Is That Letter From the IRS? Not.
If you live in the District, you may have received an official looking notice in the mail titled "Payment Reduction Program, District of Columbia Residents 2007 Non-Rental Housing."
"It is very important that you respond to this notice immediately," the notice reads.
Despite its appearance, the letter turns out to be a cold refinancing pitch from Houston-based Allied Home Mortgage Capital Corp., the nation's largest privately held mortgage broker/banker.
(Allied, if you're curious, was the target of a civil rights complaint last year by the National Community Reinvestment Coalition, which conducted fair lending tests in St. Louis, Atlanta, Baltimore, Los Angeles and Washington, D.C. In 2003, Allied also settled allegations by the U.S. Department of Housing and Urban Development that it charged consumers more than the cost of their credit reports.)
Direct marketers trying to psych consumers out with come-ons that look like official government documents is nothing new. There's even a law on the books banning the use of any "seal, insignia, trade or brand name which could reasonably be construed as implying any Federal Government connection or endorsement."
Marketers, though, still can't resist dressing up solicitations to look like government forms.

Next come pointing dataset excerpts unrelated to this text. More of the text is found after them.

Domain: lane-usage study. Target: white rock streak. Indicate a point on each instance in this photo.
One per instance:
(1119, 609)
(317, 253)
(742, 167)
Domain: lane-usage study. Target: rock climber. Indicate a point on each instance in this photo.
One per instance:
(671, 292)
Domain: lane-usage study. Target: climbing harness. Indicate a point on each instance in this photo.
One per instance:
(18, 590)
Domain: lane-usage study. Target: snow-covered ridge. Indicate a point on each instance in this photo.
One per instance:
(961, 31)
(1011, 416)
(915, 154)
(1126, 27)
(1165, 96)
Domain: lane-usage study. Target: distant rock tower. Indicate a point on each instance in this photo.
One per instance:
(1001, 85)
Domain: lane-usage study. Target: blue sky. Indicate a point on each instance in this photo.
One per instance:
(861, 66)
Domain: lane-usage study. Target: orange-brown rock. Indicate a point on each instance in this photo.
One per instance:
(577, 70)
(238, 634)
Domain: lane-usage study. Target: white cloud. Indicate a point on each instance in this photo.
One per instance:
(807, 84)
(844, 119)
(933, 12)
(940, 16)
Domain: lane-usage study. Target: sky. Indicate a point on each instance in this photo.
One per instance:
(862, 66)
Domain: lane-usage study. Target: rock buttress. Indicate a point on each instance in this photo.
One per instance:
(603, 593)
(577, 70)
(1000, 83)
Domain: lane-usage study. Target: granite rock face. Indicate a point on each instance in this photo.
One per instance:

Last fall, the Montgomery County Office of Consumer Protection and HUD sent cease-and-desist letters to USA Home Loans Inc., of Towson, Md., for their very official looking direct marketing solicitation. USA Home Loans' letter had a phony seal at the top of the letterhead that made it look like HUD had sent it. The final flourish was a signature from someone claiming to be chief administrator.
The Allied pitch does a pretty good job of looking like the product of some cross between the IRS and the District bureaucracy, though they left out the killer D.C. flag (one of the best looking state/municipal flags, in my humble opinion). Let's critique, shall we?
* The typeface is straight out of the Internal Revenue Service. It's the same font you would find on your W-2 and 1040.
* In the top left-hand corner, the last two digits in "2007" are shaded black, just like they are on federal tax forms.
* In the top right-hand corner is "HHE No. DC042406" as if it is a D.C. government form.
* In the bottom right-hand corner is yet another paperwork ID tag. It reads "form SPRP-1 (11/06)."
The notice eventually discloses that it's not from Uncle Sam. At the very bottom of the page in the smallest type appear the words: "AHMCC is not a government agency."
Are there graphic designers out there who specialize in this type of copycatting? Has anyone out there tried to turn the tables on these guys and send them forms that look like they're urgent missives from the taxman? If so, I'd love to see them.